Tearing down the liquor wall: will 'whiskey and Wheaties' bill finally clear the Florida legislature?

click to enlarge Coming to a Publix near you? - Wikimedia Commons
Wikimedia Commons
Coming to a Publix near you?

As debate rages over President Trump’s proposed wall between the United States and Mexico, some Florida business owners are attempting to tear down a wall of their own.

Dubbed the “liquor wall,” current Florida law requires liquor stores to be separated from grocery and other retail stores by a physical wall and a separate entrance from outside of the establishment.

Abolishing the liquor wall would allow grocery and retail stores to sell liquor next to wine and beer and liquor stores to expand their produce sales.

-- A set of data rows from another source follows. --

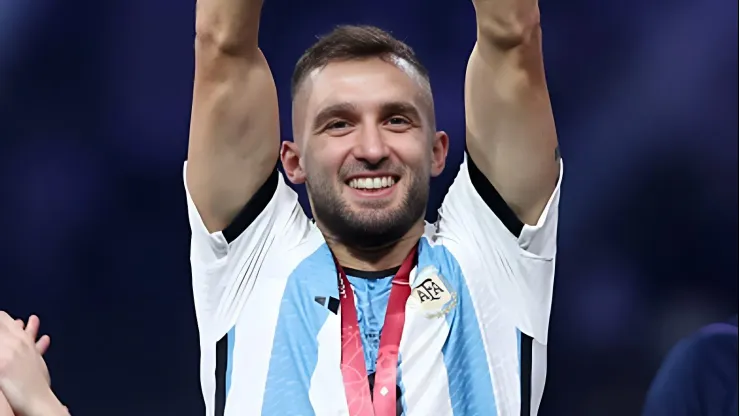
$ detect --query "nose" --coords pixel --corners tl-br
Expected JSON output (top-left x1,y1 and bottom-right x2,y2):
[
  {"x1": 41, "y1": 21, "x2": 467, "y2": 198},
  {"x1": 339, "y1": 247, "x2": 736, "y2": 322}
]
[{"x1": 353, "y1": 124, "x2": 390, "y2": 165}]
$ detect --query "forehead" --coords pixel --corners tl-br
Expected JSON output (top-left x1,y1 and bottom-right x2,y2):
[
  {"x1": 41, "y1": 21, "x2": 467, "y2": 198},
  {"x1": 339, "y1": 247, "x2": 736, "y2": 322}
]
[{"x1": 305, "y1": 58, "x2": 425, "y2": 117}]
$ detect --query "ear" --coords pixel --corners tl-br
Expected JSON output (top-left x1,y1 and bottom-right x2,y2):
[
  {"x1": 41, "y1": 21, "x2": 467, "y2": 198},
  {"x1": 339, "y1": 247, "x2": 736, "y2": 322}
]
[
  {"x1": 280, "y1": 140, "x2": 306, "y2": 185},
  {"x1": 431, "y1": 131, "x2": 450, "y2": 178}
]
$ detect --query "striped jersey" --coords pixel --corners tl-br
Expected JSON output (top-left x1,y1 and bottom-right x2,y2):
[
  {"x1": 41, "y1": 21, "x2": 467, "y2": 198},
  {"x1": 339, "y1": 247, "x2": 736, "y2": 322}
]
[{"x1": 185, "y1": 155, "x2": 562, "y2": 416}]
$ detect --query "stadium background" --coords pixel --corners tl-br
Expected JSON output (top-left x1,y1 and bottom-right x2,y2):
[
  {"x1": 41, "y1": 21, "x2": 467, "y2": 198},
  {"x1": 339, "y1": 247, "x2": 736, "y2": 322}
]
[{"x1": 0, "y1": 0, "x2": 738, "y2": 416}]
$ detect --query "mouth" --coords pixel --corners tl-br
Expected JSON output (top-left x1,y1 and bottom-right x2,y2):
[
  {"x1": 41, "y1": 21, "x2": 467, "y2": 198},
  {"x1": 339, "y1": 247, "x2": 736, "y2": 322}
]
[{"x1": 345, "y1": 175, "x2": 401, "y2": 197}]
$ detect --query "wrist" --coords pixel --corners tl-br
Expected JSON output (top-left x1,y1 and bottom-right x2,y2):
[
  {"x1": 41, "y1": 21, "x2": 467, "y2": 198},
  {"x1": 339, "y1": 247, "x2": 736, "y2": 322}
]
[{"x1": 23, "y1": 390, "x2": 69, "y2": 416}]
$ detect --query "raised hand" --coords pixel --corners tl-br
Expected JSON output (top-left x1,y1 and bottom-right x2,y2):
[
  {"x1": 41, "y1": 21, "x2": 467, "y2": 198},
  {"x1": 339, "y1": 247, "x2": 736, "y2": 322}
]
[{"x1": 0, "y1": 311, "x2": 68, "y2": 416}]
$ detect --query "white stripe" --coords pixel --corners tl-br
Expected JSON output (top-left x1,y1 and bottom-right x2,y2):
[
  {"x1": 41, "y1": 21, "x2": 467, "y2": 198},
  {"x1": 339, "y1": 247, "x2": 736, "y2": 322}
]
[
  {"x1": 224, "y1": 274, "x2": 287, "y2": 415},
  {"x1": 531, "y1": 340, "x2": 547, "y2": 416},
  {"x1": 225, "y1": 232, "x2": 323, "y2": 416},
  {"x1": 308, "y1": 313, "x2": 349, "y2": 416}
]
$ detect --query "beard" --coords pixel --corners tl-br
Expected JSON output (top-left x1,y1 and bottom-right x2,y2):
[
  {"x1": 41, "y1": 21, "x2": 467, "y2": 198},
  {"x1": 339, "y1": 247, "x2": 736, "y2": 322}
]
[{"x1": 306, "y1": 165, "x2": 429, "y2": 249}]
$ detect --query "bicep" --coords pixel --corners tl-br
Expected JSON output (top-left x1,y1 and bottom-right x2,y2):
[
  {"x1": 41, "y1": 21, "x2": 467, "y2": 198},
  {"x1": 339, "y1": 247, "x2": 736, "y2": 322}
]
[
  {"x1": 465, "y1": 27, "x2": 558, "y2": 224},
  {"x1": 187, "y1": 48, "x2": 280, "y2": 231}
]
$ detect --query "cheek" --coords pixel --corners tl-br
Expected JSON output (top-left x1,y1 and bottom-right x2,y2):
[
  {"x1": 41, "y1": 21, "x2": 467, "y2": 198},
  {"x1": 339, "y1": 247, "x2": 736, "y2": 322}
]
[{"x1": 395, "y1": 141, "x2": 432, "y2": 169}]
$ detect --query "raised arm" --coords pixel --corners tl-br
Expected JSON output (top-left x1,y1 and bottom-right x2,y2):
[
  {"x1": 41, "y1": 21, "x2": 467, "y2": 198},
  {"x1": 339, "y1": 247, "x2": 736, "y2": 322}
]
[
  {"x1": 465, "y1": 0, "x2": 560, "y2": 225},
  {"x1": 186, "y1": 0, "x2": 280, "y2": 232}
]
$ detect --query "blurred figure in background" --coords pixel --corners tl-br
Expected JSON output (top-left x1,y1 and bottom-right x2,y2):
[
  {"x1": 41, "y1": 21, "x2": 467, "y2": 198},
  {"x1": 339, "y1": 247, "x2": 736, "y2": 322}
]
[{"x1": 643, "y1": 316, "x2": 738, "y2": 416}]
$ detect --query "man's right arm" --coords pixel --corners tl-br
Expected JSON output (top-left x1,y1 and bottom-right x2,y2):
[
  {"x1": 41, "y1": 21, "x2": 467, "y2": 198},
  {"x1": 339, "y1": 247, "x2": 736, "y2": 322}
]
[{"x1": 186, "y1": 0, "x2": 280, "y2": 232}]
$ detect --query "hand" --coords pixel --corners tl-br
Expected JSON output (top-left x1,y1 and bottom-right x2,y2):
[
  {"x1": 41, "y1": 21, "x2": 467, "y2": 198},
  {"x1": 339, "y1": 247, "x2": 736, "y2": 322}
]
[{"x1": 0, "y1": 311, "x2": 68, "y2": 416}]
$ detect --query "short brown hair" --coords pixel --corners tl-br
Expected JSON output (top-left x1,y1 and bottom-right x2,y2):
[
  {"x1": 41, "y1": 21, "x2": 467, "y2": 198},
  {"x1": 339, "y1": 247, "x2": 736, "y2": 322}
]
[{"x1": 290, "y1": 25, "x2": 429, "y2": 98}]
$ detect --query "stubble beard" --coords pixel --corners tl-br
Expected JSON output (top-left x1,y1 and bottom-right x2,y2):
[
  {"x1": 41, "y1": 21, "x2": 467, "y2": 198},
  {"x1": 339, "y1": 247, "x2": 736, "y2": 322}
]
[{"x1": 306, "y1": 170, "x2": 429, "y2": 250}]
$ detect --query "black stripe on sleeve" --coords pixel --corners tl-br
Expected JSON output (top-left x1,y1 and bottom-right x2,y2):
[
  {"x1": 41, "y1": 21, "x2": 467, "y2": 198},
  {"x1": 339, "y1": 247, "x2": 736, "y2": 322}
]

Senate Bill 106, also known as "whiskey and Wheaties," sponsored by State Senator Anitere Flores, R-Miami, passed the Senate Regulated Industries Committee last month by a 9-1 vote, and is headed to the Rules Committee before a final floor vote.

Although the bill enjoys widespread support, there are opposing views.

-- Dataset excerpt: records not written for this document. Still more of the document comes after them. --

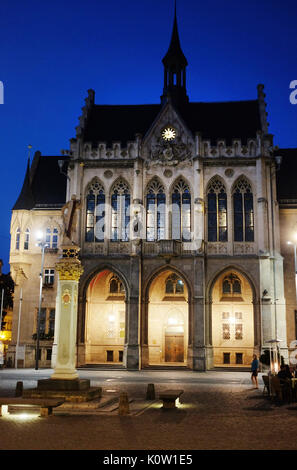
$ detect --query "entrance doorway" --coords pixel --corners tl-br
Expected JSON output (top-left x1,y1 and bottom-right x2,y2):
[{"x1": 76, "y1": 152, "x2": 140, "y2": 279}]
[
  {"x1": 85, "y1": 269, "x2": 126, "y2": 364},
  {"x1": 165, "y1": 332, "x2": 184, "y2": 362},
  {"x1": 148, "y1": 270, "x2": 189, "y2": 365}
]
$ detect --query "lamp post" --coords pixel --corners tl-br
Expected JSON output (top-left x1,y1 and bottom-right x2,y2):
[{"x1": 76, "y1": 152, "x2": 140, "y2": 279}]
[
  {"x1": 287, "y1": 239, "x2": 297, "y2": 303},
  {"x1": 35, "y1": 232, "x2": 48, "y2": 370}
]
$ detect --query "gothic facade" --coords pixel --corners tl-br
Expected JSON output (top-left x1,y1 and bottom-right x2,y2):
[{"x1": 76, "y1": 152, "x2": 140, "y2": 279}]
[{"x1": 8, "y1": 10, "x2": 297, "y2": 370}]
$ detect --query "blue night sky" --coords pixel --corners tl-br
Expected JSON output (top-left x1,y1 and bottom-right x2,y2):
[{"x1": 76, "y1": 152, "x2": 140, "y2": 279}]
[{"x1": 0, "y1": 0, "x2": 297, "y2": 272}]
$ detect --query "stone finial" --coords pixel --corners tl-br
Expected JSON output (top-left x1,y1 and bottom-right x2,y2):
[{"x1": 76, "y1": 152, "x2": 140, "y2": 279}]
[{"x1": 257, "y1": 83, "x2": 269, "y2": 134}]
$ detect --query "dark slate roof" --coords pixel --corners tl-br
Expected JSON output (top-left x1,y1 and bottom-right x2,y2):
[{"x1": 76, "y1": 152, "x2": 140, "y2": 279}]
[
  {"x1": 83, "y1": 104, "x2": 161, "y2": 145},
  {"x1": 13, "y1": 152, "x2": 69, "y2": 210},
  {"x1": 83, "y1": 100, "x2": 261, "y2": 146},
  {"x1": 13, "y1": 159, "x2": 34, "y2": 210},
  {"x1": 274, "y1": 148, "x2": 297, "y2": 204}
]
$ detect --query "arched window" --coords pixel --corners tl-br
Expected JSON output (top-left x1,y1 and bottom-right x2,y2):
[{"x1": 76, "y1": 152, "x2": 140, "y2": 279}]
[
  {"x1": 172, "y1": 178, "x2": 191, "y2": 241},
  {"x1": 165, "y1": 274, "x2": 184, "y2": 295},
  {"x1": 207, "y1": 178, "x2": 228, "y2": 242},
  {"x1": 222, "y1": 273, "x2": 241, "y2": 294},
  {"x1": 24, "y1": 228, "x2": 30, "y2": 250},
  {"x1": 233, "y1": 178, "x2": 254, "y2": 242},
  {"x1": 45, "y1": 227, "x2": 58, "y2": 248},
  {"x1": 85, "y1": 181, "x2": 105, "y2": 242},
  {"x1": 111, "y1": 179, "x2": 130, "y2": 242},
  {"x1": 15, "y1": 227, "x2": 21, "y2": 250},
  {"x1": 146, "y1": 178, "x2": 166, "y2": 242}
]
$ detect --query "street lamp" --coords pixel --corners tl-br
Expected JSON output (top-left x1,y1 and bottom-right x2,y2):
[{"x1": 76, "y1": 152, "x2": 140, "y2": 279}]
[
  {"x1": 287, "y1": 239, "x2": 297, "y2": 301},
  {"x1": 35, "y1": 231, "x2": 49, "y2": 370}
]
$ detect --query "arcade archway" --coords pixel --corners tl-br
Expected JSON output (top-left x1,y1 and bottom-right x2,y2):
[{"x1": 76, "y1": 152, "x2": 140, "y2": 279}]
[
  {"x1": 147, "y1": 270, "x2": 189, "y2": 366},
  {"x1": 85, "y1": 269, "x2": 126, "y2": 364},
  {"x1": 211, "y1": 269, "x2": 255, "y2": 367}
]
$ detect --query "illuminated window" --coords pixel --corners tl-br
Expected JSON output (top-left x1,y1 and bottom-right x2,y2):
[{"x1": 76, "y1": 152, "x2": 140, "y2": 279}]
[
  {"x1": 111, "y1": 179, "x2": 130, "y2": 242},
  {"x1": 15, "y1": 228, "x2": 21, "y2": 250},
  {"x1": 24, "y1": 228, "x2": 30, "y2": 250},
  {"x1": 207, "y1": 178, "x2": 228, "y2": 242},
  {"x1": 146, "y1": 178, "x2": 166, "y2": 241},
  {"x1": 85, "y1": 180, "x2": 105, "y2": 242},
  {"x1": 109, "y1": 276, "x2": 125, "y2": 294},
  {"x1": 45, "y1": 227, "x2": 58, "y2": 248},
  {"x1": 233, "y1": 178, "x2": 254, "y2": 242},
  {"x1": 222, "y1": 273, "x2": 241, "y2": 294},
  {"x1": 44, "y1": 269, "x2": 55, "y2": 286},
  {"x1": 165, "y1": 274, "x2": 184, "y2": 295},
  {"x1": 235, "y1": 323, "x2": 243, "y2": 339},
  {"x1": 172, "y1": 178, "x2": 191, "y2": 241},
  {"x1": 223, "y1": 323, "x2": 230, "y2": 340}
]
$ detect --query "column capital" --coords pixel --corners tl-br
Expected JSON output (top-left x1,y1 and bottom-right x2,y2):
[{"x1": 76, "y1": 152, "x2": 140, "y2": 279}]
[{"x1": 56, "y1": 246, "x2": 84, "y2": 281}]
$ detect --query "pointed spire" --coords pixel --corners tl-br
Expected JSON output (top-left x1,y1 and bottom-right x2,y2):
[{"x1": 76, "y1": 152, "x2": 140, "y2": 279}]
[
  {"x1": 12, "y1": 145, "x2": 35, "y2": 210},
  {"x1": 162, "y1": 1, "x2": 188, "y2": 68},
  {"x1": 161, "y1": 0, "x2": 189, "y2": 105}
]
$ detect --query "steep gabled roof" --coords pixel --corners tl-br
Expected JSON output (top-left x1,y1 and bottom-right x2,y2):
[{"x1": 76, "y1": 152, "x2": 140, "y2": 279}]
[
  {"x1": 274, "y1": 148, "x2": 297, "y2": 204},
  {"x1": 83, "y1": 100, "x2": 261, "y2": 146},
  {"x1": 13, "y1": 152, "x2": 69, "y2": 210},
  {"x1": 12, "y1": 159, "x2": 34, "y2": 210}
]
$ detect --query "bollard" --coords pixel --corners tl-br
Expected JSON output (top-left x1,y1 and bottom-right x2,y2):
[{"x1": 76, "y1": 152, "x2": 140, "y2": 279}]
[
  {"x1": 146, "y1": 384, "x2": 156, "y2": 400},
  {"x1": 119, "y1": 392, "x2": 130, "y2": 416},
  {"x1": 15, "y1": 382, "x2": 23, "y2": 397}
]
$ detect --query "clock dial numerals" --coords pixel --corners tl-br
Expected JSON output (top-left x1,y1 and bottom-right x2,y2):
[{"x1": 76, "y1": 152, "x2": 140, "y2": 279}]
[{"x1": 162, "y1": 127, "x2": 176, "y2": 140}]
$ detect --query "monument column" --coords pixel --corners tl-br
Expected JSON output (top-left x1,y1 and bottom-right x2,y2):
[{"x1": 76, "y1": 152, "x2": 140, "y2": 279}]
[{"x1": 51, "y1": 245, "x2": 83, "y2": 380}]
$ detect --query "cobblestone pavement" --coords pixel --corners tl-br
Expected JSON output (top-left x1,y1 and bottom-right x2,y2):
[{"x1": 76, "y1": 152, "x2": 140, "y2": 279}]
[{"x1": 0, "y1": 370, "x2": 297, "y2": 450}]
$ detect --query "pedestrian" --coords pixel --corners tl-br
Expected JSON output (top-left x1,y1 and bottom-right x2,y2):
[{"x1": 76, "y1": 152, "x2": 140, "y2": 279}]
[{"x1": 251, "y1": 354, "x2": 259, "y2": 388}]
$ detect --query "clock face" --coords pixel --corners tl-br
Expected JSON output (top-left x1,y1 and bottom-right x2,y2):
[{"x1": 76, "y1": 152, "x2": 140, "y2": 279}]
[{"x1": 162, "y1": 127, "x2": 176, "y2": 140}]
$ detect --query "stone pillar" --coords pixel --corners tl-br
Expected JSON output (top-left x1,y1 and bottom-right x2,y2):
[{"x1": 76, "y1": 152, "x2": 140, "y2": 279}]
[
  {"x1": 51, "y1": 246, "x2": 83, "y2": 380},
  {"x1": 124, "y1": 256, "x2": 140, "y2": 370},
  {"x1": 189, "y1": 297, "x2": 206, "y2": 371}
]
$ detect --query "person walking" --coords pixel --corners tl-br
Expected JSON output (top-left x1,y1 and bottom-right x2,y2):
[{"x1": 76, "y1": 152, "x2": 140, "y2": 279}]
[{"x1": 251, "y1": 354, "x2": 259, "y2": 388}]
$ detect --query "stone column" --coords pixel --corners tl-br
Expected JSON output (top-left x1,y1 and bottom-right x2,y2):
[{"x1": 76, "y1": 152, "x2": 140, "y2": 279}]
[{"x1": 51, "y1": 246, "x2": 83, "y2": 380}]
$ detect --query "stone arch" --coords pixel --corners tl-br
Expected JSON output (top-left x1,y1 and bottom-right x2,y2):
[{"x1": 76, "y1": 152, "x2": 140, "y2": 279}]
[
  {"x1": 140, "y1": 264, "x2": 193, "y2": 367},
  {"x1": 78, "y1": 263, "x2": 130, "y2": 343},
  {"x1": 205, "y1": 264, "x2": 261, "y2": 368}
]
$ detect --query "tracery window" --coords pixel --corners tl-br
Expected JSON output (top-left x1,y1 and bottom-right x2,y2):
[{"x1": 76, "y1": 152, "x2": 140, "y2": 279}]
[
  {"x1": 233, "y1": 178, "x2": 254, "y2": 242},
  {"x1": 207, "y1": 178, "x2": 228, "y2": 242},
  {"x1": 111, "y1": 179, "x2": 130, "y2": 242},
  {"x1": 15, "y1": 227, "x2": 21, "y2": 250},
  {"x1": 85, "y1": 181, "x2": 105, "y2": 242},
  {"x1": 146, "y1": 178, "x2": 166, "y2": 241},
  {"x1": 172, "y1": 178, "x2": 191, "y2": 241},
  {"x1": 24, "y1": 228, "x2": 30, "y2": 250},
  {"x1": 165, "y1": 274, "x2": 184, "y2": 295},
  {"x1": 45, "y1": 227, "x2": 58, "y2": 248}
]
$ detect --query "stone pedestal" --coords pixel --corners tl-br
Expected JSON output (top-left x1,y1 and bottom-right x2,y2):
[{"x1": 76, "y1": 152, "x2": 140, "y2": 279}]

The bill's opponents, Florida Businesses Unite and the Florida Independent Spirits Association, argue that allowing liquor sales in stores like Target will lead to an increase in crime and underage drinking.

Charles Bailes III, chairman and CEO of ABC Fine Wine & Spirits—a chain that could stand to lose if grocers are able to sell liquor, believes the 80-year-old state law requiring separate and distinct retail spaces has helped keep children safe from the effects of underage drinking.

“This is a well-established Florida law that requires distilled spirits to be sold in a separate location from groceries. There has never been an outcry from the public about it because customers do not make a big deal out of walking a few extra feet to get from one store to the one that sells liquor next door. The outcry would understandably come from parents if the Legislature gets rid of a law that protects minors,” Bailes wrote in opinion section of the Sun Sentinel.

Those in support of the bill argue that times have changed since the Prohibition Era and it’s time for the law reflect those changes.

The counterpoint to Bailes’ argument is that many grocery stores already have licenses to sell beer and wine, so the responsibilities relative to “alcohol” are already understood and met. Technology automatically prompting cashiers to enter a customer’s date of birth has also enhanced a retailers' capability to meet regulatory compliance responsibilities.

As of now 28 states, plus the District of Columbia, allow for the sale of beer, wine and distilled spirits by grocery stores without a “wall.” Evidence of increased theft and underage drinking has not been established in these states.